The present invention relates to a device for the non-rigid connection of pipes having circular cross-section, such as for example the pipes used in fittings for chemical reactors and distillation columns. The usual techniques for connecting such pipes include welding, shaping the tube ends, and various uses of gaskets, couplings, threadings, clamps, collars and the like. These techniques, however, are not satisfactory when the pipes to be connected are fragile as is the case, for example, with pipes made of plastics, glass, quartz or graphite, particularly when the pipes are of great length and must undergo conditions of vibration and high pressure.
In connecting pipes of these more fragile types, a flange system can be used whereby tightness is obtained with the help of flat gaskets but the strong force necessary to secure their tightening achieves at best a very rigid assembly extremely limiting the possibility of movement of the connected pipes and in fact often results in rupture of the flange. The conventional procedure used by glassblowers which consists of inserting tight cylindroconical mouthpieces and, exemplarily, a polytetrafluorethylene gasket is likewise unsatisfactory because of the high rigidity of the resulting system.

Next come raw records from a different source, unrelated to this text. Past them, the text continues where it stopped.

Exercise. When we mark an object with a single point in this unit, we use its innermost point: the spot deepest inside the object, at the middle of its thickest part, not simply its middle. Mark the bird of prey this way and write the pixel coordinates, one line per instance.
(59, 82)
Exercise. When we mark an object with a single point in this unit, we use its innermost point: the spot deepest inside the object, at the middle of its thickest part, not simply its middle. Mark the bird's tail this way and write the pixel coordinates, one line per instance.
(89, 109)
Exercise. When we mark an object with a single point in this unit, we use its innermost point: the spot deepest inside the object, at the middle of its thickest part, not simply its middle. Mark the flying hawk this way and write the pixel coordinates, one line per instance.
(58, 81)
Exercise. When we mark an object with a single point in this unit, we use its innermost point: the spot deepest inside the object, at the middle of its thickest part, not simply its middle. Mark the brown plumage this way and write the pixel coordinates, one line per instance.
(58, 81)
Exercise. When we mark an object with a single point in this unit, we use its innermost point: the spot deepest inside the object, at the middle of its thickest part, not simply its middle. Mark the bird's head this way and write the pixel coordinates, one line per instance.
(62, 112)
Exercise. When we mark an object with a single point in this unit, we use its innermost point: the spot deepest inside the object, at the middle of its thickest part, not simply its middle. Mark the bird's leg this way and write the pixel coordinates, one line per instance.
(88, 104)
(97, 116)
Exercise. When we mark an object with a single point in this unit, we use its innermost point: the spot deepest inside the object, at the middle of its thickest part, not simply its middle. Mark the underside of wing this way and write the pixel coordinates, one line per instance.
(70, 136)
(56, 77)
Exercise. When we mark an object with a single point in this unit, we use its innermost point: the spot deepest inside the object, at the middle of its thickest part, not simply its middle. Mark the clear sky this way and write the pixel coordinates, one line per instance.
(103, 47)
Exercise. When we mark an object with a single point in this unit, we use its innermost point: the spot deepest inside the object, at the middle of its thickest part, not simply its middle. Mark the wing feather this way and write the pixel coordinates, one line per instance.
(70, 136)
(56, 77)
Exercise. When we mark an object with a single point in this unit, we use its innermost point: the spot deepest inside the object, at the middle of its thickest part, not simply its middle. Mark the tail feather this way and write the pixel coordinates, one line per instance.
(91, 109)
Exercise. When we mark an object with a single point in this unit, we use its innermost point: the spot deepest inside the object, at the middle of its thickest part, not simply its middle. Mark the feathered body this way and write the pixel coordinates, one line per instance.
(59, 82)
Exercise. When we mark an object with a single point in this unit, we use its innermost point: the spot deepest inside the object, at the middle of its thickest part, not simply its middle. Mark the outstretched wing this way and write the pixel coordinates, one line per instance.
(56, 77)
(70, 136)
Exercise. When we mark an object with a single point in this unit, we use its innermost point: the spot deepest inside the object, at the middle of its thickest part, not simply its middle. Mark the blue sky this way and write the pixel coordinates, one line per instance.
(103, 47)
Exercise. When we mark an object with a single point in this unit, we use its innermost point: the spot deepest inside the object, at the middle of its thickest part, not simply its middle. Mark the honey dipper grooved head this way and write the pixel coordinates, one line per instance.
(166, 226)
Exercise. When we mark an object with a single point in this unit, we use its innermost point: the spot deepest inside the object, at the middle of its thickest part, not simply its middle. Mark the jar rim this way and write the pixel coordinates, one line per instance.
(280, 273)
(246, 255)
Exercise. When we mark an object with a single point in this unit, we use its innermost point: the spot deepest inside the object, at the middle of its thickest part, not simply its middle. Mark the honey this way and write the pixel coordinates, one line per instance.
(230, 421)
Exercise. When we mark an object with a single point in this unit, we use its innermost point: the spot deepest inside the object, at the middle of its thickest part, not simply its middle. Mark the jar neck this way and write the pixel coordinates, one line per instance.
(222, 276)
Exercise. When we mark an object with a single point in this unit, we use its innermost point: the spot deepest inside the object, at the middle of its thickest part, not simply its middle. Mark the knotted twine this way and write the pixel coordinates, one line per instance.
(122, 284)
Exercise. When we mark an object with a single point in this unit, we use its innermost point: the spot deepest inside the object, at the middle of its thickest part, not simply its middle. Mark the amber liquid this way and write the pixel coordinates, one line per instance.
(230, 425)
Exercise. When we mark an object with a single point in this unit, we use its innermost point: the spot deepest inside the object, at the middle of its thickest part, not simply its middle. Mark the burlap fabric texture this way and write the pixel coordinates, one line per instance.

The need for an improved connecting device is particularly urgent in the design of plant-scale equipment for carrying out photochemical reactions. Such equipment involves reactors fabricated of metal containing liquid and/or gaseous reactants, usually under pressure which are caused to react under the influence of light. This light, exemplarily ultra-violet light, is supplied by submerging into the reactors a plurality of transparent pipes, exemplarily of glass or quartz, which contain sources of light radiation.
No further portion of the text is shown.